When it comes to topic modeling, most of the time is spent on processing the text itself. Importing/scraping it, dealing with capitalization, punctuation, removing stopwords, dealing with encoding issues, removing other miscellaneous common words. It is a highly iterative process such that once you initially get to the document-term matrix, you’re just going to find the stuff that was missed before and repeat the process with new ‘cleaning parameters’ in place. So getting to the analysis stage is the hard part. The following image is from the tidytext book, and gives some sense of the process, as well as some R packages that might be of use to you.
In what follows we’ll start at the point of having the DTM in place and ready for analysis. For our needs we’ll use the topicModels package for the analysis, and mostly others for post-processing. As mentioned, one of the primary results of such an analysis are the probabilities of terms within topics, which like factor loadings, can aid in interpreting the topics. The other result is the probability that a topic will be present in a given document.
The texts we’ll analyze are Dante’s Divine Comedy. Each canto within the three texts of Inferno, Purgatory, and Paradise will be treated as a document. I have already created the DTM where stopwords have been removed, but plenty more cleaning could have been applied.
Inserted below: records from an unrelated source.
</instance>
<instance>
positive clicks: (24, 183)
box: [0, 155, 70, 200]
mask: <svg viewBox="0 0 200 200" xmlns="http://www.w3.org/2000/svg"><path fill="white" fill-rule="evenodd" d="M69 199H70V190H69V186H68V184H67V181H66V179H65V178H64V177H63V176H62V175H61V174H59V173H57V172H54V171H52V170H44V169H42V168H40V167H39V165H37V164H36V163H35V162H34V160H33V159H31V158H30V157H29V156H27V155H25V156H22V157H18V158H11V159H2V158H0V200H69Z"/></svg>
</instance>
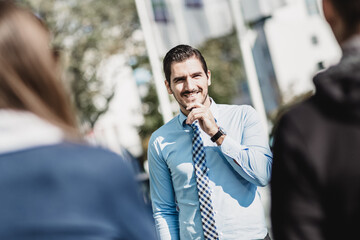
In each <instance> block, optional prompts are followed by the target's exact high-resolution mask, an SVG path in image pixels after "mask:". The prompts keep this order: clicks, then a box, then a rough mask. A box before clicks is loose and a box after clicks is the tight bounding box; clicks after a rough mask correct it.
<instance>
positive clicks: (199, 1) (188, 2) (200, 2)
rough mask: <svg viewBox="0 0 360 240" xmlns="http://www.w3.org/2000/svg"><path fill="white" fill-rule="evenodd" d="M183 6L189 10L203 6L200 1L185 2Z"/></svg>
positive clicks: (192, 0)
mask: <svg viewBox="0 0 360 240" xmlns="http://www.w3.org/2000/svg"><path fill="white" fill-rule="evenodd" d="M185 4H186V6H187V7H189V8H201V7H202V6H203V3H202V0H185Z"/></svg>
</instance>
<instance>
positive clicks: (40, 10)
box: [18, 0, 140, 128]
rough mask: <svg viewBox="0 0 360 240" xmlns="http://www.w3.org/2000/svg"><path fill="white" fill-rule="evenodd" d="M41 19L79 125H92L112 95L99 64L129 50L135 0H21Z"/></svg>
mask: <svg viewBox="0 0 360 240" xmlns="http://www.w3.org/2000/svg"><path fill="white" fill-rule="evenodd" d="M18 2H20V3H22V4H24V5H25V6H27V7H30V8H31V9H32V10H33V11H34V12H35V13H36V15H38V16H39V17H40V18H42V19H43V20H44V21H45V22H46V23H47V25H48V26H49V28H50V30H51V32H52V34H53V45H54V46H55V47H56V48H57V49H60V51H61V53H62V54H61V55H62V60H63V63H64V67H65V69H66V78H65V79H68V80H70V84H69V85H70V87H71V90H72V93H73V100H74V103H75V106H76V108H77V109H78V113H79V114H78V115H79V119H80V121H81V123H82V124H86V125H88V126H89V127H90V128H92V127H93V126H94V124H95V122H96V120H97V119H98V118H99V116H100V115H101V114H102V113H104V112H106V110H107V108H108V103H109V101H110V100H111V98H112V97H113V95H114V91H113V88H111V87H110V88H109V87H106V86H104V84H103V82H102V81H101V79H99V76H98V73H97V69H98V67H99V64H100V62H101V60H103V59H105V58H107V57H108V56H110V55H112V54H116V53H124V54H130V55H131V54H133V52H131V51H136V49H137V48H136V46H134V45H136V44H138V42H136V41H132V35H133V32H134V31H135V30H136V29H139V28H140V26H139V21H138V17H137V14H136V8H135V3H134V1H133V0H121V1H118V0H103V1H98V0H81V1H78V0H57V1H56V0H19V1H18Z"/></svg>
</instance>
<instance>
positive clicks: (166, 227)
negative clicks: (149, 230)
mask: <svg viewBox="0 0 360 240" xmlns="http://www.w3.org/2000/svg"><path fill="white" fill-rule="evenodd" d="M154 219H155V225H156V232H157V235H158V238H159V239H160V240H168V239H171V240H173V239H174V240H178V239H180V237H179V217H178V214H177V212H176V213H175V212H173V213H170V212H167V213H164V212H156V213H154Z"/></svg>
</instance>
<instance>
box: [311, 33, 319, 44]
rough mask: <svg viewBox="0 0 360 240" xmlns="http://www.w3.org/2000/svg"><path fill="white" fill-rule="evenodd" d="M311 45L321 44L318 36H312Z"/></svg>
mask: <svg viewBox="0 0 360 240" xmlns="http://www.w3.org/2000/svg"><path fill="white" fill-rule="evenodd" d="M311 43H312V44H313V45H314V46H316V45H318V44H319V39H318V37H317V36H316V35H313V36H311Z"/></svg>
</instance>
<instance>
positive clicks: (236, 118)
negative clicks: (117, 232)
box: [148, 101, 272, 240]
mask: <svg viewBox="0 0 360 240" xmlns="http://www.w3.org/2000/svg"><path fill="white" fill-rule="evenodd" d="M210 110H211V112H212V114H213V115H214V117H215V119H216V120H217V124H218V126H221V127H222V128H224V130H225V131H226V134H227V135H226V137H225V139H224V141H223V143H222V145H221V146H217V145H216V143H213V142H212V141H211V140H210V136H208V135H207V134H206V133H205V132H203V131H202V130H201V138H202V139H203V142H204V147H205V153H206V161H207V166H208V168H209V172H208V174H209V181H210V183H209V187H210V191H211V199H212V203H213V209H214V214H215V221H216V226H217V229H218V233H219V238H220V239H226V240H229V239H237V240H238V239H246V240H249V239H264V237H265V236H266V234H267V227H266V223H265V216H264V210H263V207H262V204H261V200H260V196H259V193H258V191H257V186H265V185H266V184H267V183H268V182H269V179H270V174H271V165H272V154H271V151H270V149H269V147H268V143H267V140H266V139H267V138H266V137H265V131H264V129H263V127H262V126H263V125H262V123H261V121H260V118H259V116H258V115H257V113H256V111H255V110H254V109H253V108H252V107H250V106H247V105H240V106H239V105H223V104H216V103H215V102H214V101H212V103H211V106H210ZM185 120H186V116H185V115H184V114H183V113H182V112H180V114H179V115H178V116H176V117H175V118H173V119H172V120H171V121H169V122H168V123H166V124H165V125H164V126H162V127H161V128H159V129H158V130H157V131H155V132H154V133H153V134H152V136H151V138H150V142H149V148H148V161H149V171H150V192H151V199H152V207H153V213H154V218H155V222H156V228H157V232H158V234H159V237H160V239H162V240H164V239H172V240H174V239H183V240H190V239H204V237H203V230H202V224H201V216H200V209H199V201H198V193H197V191H198V190H197V187H196V179H195V178H196V175H195V173H194V164H193V160H192V137H193V130H192V129H191V127H190V126H189V125H186V124H185ZM200 129H201V128H200Z"/></svg>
To get a sense of what’s going into the analysis, I show some of the more common terms, but note also, as in most text analysis, most terms are not present in most documents, leading to a notably sparse DTM.
<<DocumentTermMatrix (documents: 101, terms: 10516)>> Non-/sparse entries: 36748/1025368 Sparsity : 97% Maximal term length: 16 Weighting : term frequency (tf)
As with factor or cluster analysis, one must choose the number of topics to retain. There are various methods/statistics that can help with this, but simple interpretability could be used as well. We’ll go with three to see if the three books are uniquely expressive.
A LDA_VEM topic model with 3 topics.
First, we can simply look at probable terms. The following shows the top 10 most probable terms for each topic.
For the following I’ve collapsed across cantos to get an average topic probability for each book. For example, with the Inferno, the topic where god, heaven, and virtue are less probable, while the one with beneath and cried are more so. With Paradise you have the opposite situation, and are more likely to find the topics regarding virtue, heaven, sun, and god. Purgatory, perhaps not surprisingly is a fairly balanced mix of topics72.
Summary of Topic Models
This is just a snippet of the potential with topic modeling, but hopefully you get the idea. As in other latent variable approaches, one can see LDA as a dimension reduction technique, where thousands of terms are boiled down to a few topics. However, topic models can also possess a rich interpretive quality. Just remember that what you call ‘documents’, ‘terms’ and ‘topics’ is not limited to text, and is in fact highly flexible.